The 30kW solar system, and a lithium-ion phosphate battery storage system of 82kWh, was unveiled by ACT climate minister Shane Rattenbury on Friday, having been installed by local company ITP Renewables.
The project, which was underwritten with a Territory loan of $283,330, will completely replace the diesel generator that has been powering the Arboretum’s operations, and cut ACT government emissions by 28.5 tonnes per year.
It is also expected to be much cheaper than the diesel gen-set, with the cost of the solar and battery system expected to be repaid completely within eight years, via fuel savings alone.
“The installation of a 30 kilowatt solar panel system, supported by battery storage, replaces the large diesel generator at the Arboretum’s horticulture works depot,” Minister Rattenbury said.
“The system… is self-contained and off-grid. It can run the hot water system, computers, fridges, air conditioners and power tools, even welders.”
Rattenbury said that the arboretum’s team of arborists and gardeners would now also have the benefit of using clean, solar-powered electric chainsaws, hedge trimmers, lawn mowers and so on for their work, instead of fossil fuelled tools.
As we reported here last year, there are fully electric, lithium-ion battery powered and cordless alternatives to most power tools, available to buy in Australia.
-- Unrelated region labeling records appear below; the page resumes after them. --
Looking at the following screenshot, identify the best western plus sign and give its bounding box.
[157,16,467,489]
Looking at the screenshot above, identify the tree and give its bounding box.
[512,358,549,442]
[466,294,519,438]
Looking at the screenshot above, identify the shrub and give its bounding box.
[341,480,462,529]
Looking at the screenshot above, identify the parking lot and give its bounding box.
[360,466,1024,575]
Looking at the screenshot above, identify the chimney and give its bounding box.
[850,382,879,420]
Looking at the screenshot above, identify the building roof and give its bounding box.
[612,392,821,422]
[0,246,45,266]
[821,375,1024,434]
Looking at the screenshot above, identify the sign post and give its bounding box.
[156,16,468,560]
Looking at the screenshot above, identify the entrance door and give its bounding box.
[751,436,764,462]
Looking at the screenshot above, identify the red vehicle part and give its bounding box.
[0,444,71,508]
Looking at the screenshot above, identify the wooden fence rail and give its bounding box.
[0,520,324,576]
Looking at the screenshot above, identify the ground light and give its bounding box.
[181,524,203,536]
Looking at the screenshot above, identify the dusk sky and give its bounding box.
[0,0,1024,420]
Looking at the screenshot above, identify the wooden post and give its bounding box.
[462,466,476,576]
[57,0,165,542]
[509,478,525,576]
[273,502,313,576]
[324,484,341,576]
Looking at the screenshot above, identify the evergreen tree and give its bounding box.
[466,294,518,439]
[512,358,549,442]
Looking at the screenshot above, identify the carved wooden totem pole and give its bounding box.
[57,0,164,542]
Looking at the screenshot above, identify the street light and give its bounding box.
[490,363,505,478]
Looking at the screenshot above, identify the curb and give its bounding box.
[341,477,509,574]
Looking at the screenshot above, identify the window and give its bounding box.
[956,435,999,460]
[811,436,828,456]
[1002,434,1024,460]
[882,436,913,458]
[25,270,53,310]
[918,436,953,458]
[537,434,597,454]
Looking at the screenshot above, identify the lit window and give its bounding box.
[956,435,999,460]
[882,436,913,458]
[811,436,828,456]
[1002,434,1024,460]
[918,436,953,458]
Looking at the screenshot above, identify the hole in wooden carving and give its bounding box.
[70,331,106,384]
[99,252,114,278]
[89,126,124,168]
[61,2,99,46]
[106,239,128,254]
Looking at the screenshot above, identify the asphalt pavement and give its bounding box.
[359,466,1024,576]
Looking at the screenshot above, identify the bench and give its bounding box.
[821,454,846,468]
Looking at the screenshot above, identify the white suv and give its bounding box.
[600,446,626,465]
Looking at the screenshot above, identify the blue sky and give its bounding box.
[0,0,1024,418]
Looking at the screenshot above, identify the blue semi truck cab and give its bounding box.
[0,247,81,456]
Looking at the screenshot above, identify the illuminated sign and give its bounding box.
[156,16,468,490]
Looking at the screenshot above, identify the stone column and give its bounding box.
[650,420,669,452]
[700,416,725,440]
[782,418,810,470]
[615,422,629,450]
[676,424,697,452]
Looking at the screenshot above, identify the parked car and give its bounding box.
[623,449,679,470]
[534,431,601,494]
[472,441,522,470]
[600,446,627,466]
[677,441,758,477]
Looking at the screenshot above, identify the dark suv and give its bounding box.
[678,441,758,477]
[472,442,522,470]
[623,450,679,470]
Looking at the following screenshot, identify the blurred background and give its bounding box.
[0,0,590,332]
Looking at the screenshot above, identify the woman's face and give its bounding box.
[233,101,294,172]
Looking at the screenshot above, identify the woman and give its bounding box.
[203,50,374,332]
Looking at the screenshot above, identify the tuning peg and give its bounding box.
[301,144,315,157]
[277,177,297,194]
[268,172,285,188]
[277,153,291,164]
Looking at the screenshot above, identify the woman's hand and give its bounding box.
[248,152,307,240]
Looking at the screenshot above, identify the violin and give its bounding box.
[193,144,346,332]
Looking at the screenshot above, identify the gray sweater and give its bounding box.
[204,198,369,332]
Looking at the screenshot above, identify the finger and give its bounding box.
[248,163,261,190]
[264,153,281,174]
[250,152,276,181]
While a little more expensive up front, they do the same job, but with less pollution, less noise, and much lower ongoing maintenance and refuelling costs.
“(The arborists) are know able to use these electric tools, fully powered by the sun. So it’s clean technology, but it’s also technology that’s making their job easier. They’ve got more than 40,000 trees to look after at the arboretum, so using these (solar rechargeable) power tools obviously makes their job a whole lot easier,” Rattenbury said in comments at the system launch.
“The strength of a project like this is that it is actually off grid, so instead of having to pay to bring the power lines out, it’s cost effective to put this system in here,” he said.
“But the way the price of both batteries and solar panels is changing, these sort of options are becoming more and more affordable for a range of different applications.”
The ACT government’s Carbon Neutral Government Fund, which provided the loan for the Arboretum solar system, had now supported 26 projects, with a total of $14.5 million in loans expected to deliver more than $2 million in annual cost savings, Rattenbury said.